United Airlines and AirTran Airways released their fourth quarter 2009 financial results and there were a few tech items immersed in all of the news.
United, which narrowed its loss to $240 million for the quarter, revealed that increases in fees for first and second bags, ticketing and reservations changes accounted for a 0.4 percentage point uptick in PRASM (passenger revenue per available seat mile) in the fourth quarter. However, overall PRASM declined 5.2% in the quarter.
United recently named Thomas O'Toole as its chief marketing officer. Part of O'Toole's responsibilities will be to further develop the airline's mechandising strategy, which includes bag fees and Economy Plus seating.
The Chicago-based airline offered some mixed news on distribution costs.

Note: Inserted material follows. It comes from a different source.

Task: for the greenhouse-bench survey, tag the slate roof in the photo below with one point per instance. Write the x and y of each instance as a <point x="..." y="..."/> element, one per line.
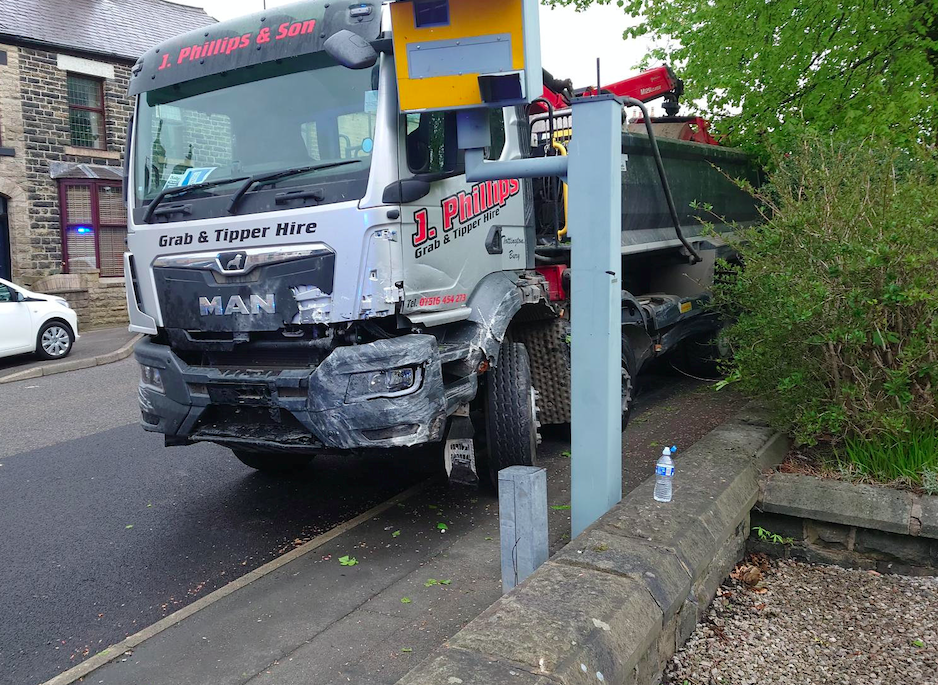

The good news? United's distribution expenses decreased 13.2%, or $20 million, in the fourth quarter.
The downside? A decline in passenger revenue was the primary factor behind the dip in distribution costs, United says.
Meanwhile, AirTran posted net income of $17.1 million in the fourth quarter.
AirTran reported that in 2009 it became the first -- and so far only -- major U.S. airline to be 100% Wi-Fi-enabled on its fleet.
The airline has Gogo Inflight Internet service operational in all of its 138 aircraft.
This means other, larger airlines have to play Wi-Fi-catch-up.